When it comes to keeping up with the market, there's safety in numbers
Independent hoteliers can access better marketing clout when they're part of a consortium, rather than going it alone, says Peter Hancock
Independent hotels have many advantages over those that operate as part of a large chain. They often have their own special personality and can adapt easily to the changing preferences of their guests.
However, one of the very few disadvantages of going it alone is the lack of marketing clout, and this perhaps explains why almost all of the best privately owned hotels in this country have chosen to align themselves with one or more consortia. These include Relais & Chateaux, Small Luxury
Hotels of the World and Pride of Britain Hotels, which I have worked for over the past 14 years. In fact, I am only the second chief executive in the Pride's 32-year history.
In our case the focus is on the domestic market, which accounts for at least 85% of the rooms sold by our member hotels outside London. We provide a wealth of promotional services, such as PR, sales visits to UK companies, online and telephone reservations, well-targeted distribution to a large
and rapidly growing database of customers and much besides.
For some of our members the value is judged purely on attributable bookings, but this misses the point really, because so much of what we do results in exposure that leads to direct bookings. We have recently made efforts to massively increase the volume and quality of internet referrals to members' own websites, for example.

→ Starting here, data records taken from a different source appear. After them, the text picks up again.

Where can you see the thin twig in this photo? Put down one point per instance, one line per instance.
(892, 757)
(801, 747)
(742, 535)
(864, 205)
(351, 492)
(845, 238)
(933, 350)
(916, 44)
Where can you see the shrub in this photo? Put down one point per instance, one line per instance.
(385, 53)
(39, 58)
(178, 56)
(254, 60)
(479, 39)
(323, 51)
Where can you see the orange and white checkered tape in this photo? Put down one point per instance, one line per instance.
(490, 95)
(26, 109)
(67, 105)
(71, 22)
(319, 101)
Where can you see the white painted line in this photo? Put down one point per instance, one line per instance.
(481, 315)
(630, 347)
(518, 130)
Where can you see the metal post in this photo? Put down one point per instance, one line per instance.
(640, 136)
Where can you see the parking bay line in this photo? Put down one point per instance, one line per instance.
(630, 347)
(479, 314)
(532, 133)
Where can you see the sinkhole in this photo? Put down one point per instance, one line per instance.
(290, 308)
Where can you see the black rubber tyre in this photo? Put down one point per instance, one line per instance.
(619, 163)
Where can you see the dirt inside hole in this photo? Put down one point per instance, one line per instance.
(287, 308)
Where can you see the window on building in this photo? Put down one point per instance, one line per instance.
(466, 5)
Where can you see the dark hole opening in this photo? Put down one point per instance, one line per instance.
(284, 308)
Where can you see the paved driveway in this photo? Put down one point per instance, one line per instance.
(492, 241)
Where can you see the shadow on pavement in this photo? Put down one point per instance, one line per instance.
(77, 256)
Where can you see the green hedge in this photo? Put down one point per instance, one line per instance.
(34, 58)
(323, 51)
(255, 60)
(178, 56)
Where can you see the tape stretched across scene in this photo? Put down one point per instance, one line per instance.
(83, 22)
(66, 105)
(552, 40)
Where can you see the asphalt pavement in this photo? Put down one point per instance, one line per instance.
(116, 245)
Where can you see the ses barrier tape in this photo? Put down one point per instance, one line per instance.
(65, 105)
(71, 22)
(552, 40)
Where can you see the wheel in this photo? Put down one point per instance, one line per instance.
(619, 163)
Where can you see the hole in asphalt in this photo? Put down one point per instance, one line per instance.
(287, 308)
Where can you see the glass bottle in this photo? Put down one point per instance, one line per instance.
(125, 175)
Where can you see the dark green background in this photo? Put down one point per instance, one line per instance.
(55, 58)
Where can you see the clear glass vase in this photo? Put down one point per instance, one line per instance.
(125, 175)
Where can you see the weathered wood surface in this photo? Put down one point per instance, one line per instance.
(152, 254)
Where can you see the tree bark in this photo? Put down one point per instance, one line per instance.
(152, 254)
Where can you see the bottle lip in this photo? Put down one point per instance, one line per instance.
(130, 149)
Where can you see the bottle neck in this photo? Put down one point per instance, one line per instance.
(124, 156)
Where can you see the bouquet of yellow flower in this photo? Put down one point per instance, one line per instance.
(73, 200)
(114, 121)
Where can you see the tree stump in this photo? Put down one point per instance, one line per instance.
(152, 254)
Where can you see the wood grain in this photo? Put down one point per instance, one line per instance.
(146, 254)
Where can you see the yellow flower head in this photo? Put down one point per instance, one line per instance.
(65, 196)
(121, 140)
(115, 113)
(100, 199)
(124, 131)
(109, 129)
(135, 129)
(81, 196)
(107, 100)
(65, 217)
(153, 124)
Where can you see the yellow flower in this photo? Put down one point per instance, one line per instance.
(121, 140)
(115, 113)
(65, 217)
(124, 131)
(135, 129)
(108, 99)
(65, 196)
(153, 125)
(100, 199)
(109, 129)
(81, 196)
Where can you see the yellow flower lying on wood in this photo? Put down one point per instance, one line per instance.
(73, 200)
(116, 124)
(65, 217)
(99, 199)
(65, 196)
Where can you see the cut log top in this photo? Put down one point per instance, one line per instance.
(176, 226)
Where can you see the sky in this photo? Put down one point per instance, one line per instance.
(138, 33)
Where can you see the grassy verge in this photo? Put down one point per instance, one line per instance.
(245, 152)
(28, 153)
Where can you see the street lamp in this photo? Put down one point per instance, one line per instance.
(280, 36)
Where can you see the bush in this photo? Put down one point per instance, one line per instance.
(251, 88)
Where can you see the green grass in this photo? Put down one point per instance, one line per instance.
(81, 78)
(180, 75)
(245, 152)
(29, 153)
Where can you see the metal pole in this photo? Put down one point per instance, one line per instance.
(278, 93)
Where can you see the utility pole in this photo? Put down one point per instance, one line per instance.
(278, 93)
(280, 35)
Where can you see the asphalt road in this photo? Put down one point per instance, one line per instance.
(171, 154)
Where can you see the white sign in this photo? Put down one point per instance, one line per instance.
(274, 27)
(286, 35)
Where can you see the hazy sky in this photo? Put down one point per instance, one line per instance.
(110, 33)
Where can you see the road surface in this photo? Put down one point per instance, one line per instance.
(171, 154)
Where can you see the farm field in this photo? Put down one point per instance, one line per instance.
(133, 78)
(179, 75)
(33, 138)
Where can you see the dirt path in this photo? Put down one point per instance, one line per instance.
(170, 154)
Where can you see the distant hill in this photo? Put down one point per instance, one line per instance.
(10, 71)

Another powerful motive for belonging to a recognised consortium is the positioning it confers. While four or five red stars clearly denote high standards, being part of a brand that stands for something special gives potential customers a far better idea of what to expect. At Pride of Britain we
claim to represent outstanding hospitality, which can be found in hotels of any size.
What makes us unique is our self-imposed limit of 50 hotels, thereby guaranteeing a degree of exclusivity, and this is only possible because the consortium itself is not for profit.
Membership isn't cheap and it is the hoteliers who have the last word on who can join. So I seem to spend quite a lot of my time persuading hotels to sign up, only to inform them later that they've failed the inspection. This is a good thing, though, because it shows how much our existing members care about quality and the integrity of the brand they own.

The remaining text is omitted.